Sunday, June 26, 2005

The mysterious fava

One of the signs of early summer at the vegetable market is fava beans. They look a bit like limas and come in big, soft, downy pods. Once you release the beans from the pod, the light green outer hull (which is bitter) has to be peeled to reveal the darker green bean inside. (It's important to get fresh local beans, as tired favas can be dull or bitter all the way through.)

Where I lived in Italy (Genoa), the spring favas were shelled, peeled and eaten at the table with coarse dried salame, cut into chunks, accompanied by a robust olive oil and bread.

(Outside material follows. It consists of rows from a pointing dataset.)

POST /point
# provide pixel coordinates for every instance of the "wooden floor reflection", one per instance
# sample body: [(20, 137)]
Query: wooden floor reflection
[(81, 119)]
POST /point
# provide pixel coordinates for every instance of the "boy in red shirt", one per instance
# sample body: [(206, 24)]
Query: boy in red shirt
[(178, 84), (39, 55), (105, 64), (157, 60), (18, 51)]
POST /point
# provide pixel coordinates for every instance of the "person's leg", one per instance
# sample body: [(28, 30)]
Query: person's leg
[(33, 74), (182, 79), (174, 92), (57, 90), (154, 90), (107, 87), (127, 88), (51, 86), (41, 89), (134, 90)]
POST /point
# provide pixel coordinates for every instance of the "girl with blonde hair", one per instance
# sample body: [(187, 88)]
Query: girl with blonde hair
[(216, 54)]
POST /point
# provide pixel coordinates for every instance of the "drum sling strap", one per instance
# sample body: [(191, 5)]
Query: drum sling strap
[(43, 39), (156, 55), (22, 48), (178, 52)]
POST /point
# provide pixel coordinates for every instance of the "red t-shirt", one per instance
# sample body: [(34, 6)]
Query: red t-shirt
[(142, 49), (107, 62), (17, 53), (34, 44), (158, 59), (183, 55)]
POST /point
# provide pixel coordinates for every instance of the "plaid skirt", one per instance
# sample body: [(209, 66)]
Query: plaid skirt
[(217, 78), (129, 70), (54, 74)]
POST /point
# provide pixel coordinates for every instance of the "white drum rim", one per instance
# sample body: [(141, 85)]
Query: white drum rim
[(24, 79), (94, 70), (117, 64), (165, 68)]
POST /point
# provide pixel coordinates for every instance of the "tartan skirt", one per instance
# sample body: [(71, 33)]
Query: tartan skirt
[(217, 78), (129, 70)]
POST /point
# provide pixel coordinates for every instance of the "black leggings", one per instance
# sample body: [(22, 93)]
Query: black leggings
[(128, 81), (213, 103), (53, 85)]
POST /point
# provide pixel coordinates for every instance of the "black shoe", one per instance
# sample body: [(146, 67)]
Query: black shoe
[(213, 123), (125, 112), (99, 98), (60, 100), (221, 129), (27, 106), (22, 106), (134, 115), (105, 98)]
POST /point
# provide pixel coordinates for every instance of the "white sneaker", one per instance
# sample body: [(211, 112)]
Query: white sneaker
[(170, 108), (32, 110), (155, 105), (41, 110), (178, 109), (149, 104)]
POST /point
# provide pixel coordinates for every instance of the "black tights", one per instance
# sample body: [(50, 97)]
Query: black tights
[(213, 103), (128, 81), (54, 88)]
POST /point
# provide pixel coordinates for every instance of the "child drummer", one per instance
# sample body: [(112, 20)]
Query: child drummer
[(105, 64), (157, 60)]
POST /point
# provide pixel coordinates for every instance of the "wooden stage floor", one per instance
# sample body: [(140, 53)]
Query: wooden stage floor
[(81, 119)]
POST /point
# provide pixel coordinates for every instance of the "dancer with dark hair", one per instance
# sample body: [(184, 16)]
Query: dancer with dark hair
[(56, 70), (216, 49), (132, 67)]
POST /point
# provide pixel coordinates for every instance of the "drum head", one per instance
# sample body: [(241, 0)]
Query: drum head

Dolce Vita, a website on Italian travel, describes several ways to enjoy fresh fava beans. They don't mention the Genoese style, but they describe a Tuscan presentation, using thin shavings of parmesan in stead of salame, that's similar.

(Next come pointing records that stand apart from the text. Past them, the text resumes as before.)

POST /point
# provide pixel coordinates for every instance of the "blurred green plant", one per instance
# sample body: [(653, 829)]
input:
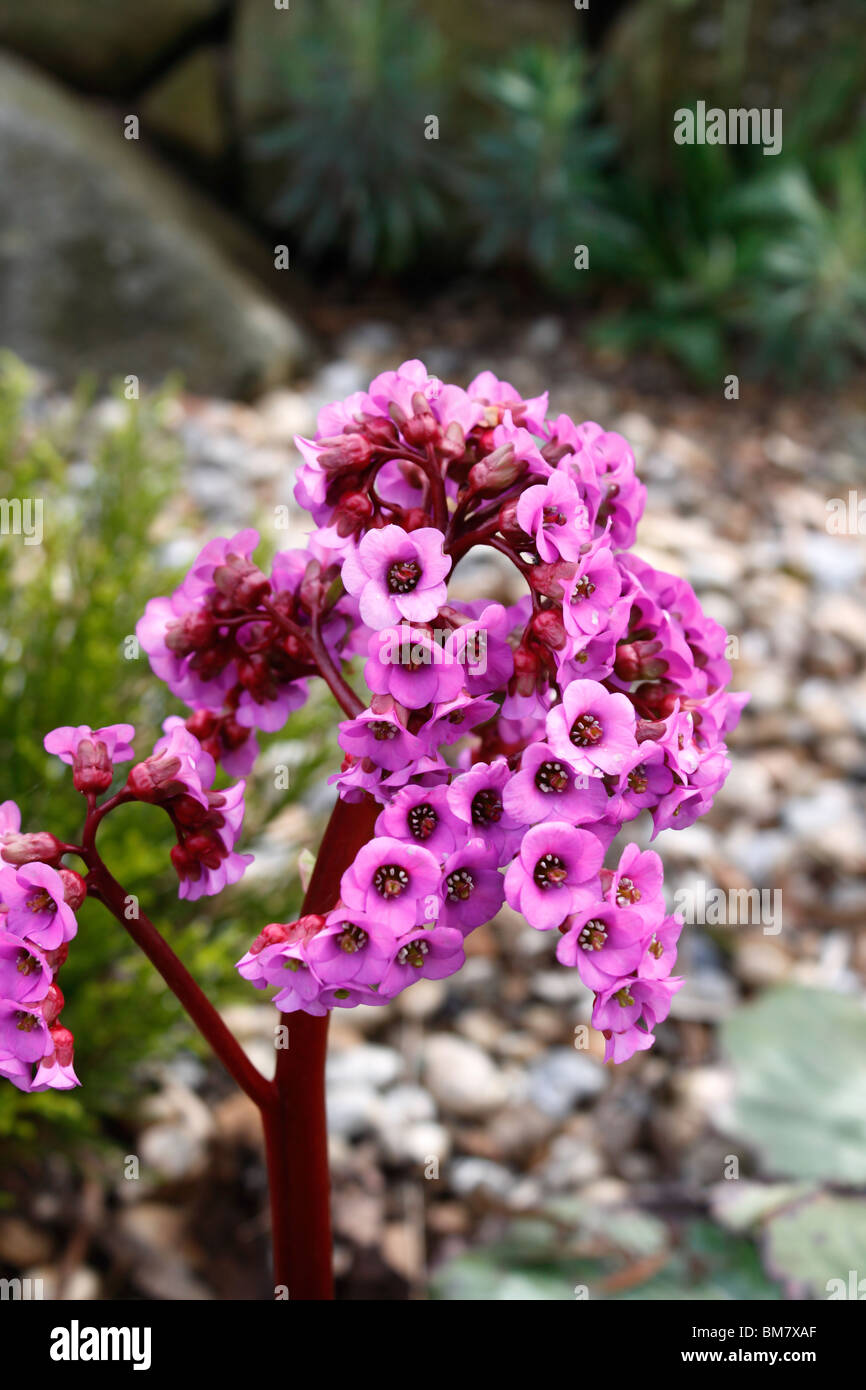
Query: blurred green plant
[(109, 480), (534, 181), (356, 174)]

Before the "discovery" of the Americas, favas were the only beans available in Europe. A small percentage of people of Mediterranean ancestry have a condition (G6PD deficiency) which can cause them to have an unpleasant, even dangerous, reaction (called hemolytic anemia) when the eat favas, so I remain a little reluctant to feed them to guests.

I bought favas at the Ballard Farmers Market this morning and we had them at dinner. They were delicious, and Zorg seems none the worse for the exposure. Bon apetito!